SXCTrack is a project which scrapes data from fillmore.homelinux.net/cgi-bin/Athletes and other related pages into a JSON format to be displayed on sxctrack.com
Is the entire update checking, web scraping, and upload process baked into one python file.
It initially connects to an FTP server to check which meets are already on the sxctrack.com website
Then it checks a list of meets on fillmore, and if there are any more than there are "locally" (already on sxctrack), then it will add these missing meets to be scraped.
- need to also re-scrape any meet less than two weeks old, because coaches often change data after the first upload
Finally, it incorporated into the existing data that was fetched from sxctrack.com initially, and the python file regenerates all the files for sxctrack.
Each file is then uploaded to a "temp" directory on sxctrack. Once this is done, it deletes everything in the "old" directory, moves everything from "curr" to "old", and then copies "temp" to "curr". I call this the great shuffle.
The "curr" directory is fetched by front-end ajax, and the "old" directory and "temp" directories are kept in case something goes terribly wrong, and I can always view an archived version of the website's data.

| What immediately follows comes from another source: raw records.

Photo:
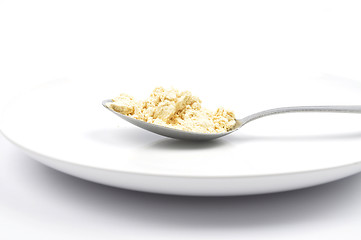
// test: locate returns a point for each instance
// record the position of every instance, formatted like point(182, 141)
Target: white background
point(209, 46)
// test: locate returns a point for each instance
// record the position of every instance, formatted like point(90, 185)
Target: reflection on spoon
point(194, 136)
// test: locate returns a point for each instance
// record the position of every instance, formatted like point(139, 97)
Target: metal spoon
point(194, 136)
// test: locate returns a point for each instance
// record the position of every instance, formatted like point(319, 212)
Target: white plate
point(64, 126)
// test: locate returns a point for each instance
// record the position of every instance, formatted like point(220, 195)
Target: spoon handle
point(335, 109)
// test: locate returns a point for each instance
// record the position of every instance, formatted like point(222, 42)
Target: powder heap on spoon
point(174, 109)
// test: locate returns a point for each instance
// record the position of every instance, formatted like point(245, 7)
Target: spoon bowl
point(172, 132)
point(195, 136)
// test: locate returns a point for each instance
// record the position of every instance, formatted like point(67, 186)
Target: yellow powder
point(175, 109)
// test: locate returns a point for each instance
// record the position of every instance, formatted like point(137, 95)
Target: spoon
point(195, 136)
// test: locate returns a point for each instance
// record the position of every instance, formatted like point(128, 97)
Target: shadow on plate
point(321, 202)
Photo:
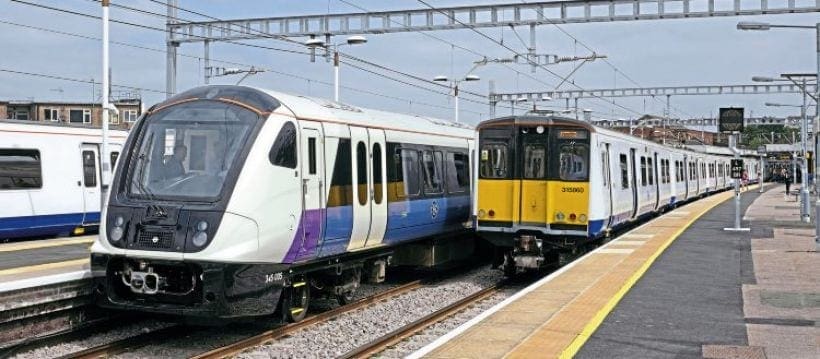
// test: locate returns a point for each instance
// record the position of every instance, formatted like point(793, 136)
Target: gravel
point(96, 340)
point(350, 330)
point(329, 339)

The file structure has not changed since I devised it, they are all backwards and forwards compatible with the front end.
- Added -neuter, -nuclear, implemented -textarg to further fine-tune one-time script runs
- Added creation of report.txt. Doesn't need to be parsed as json, but didn't bother adjusting ftpStor function.
- fixed bug caused by new fresh_ids concept and old array merging process
- merge_meet_data did not overwrite old data. I made a little "forgot that for x in y loops do not actually change y" mistake. Fixed.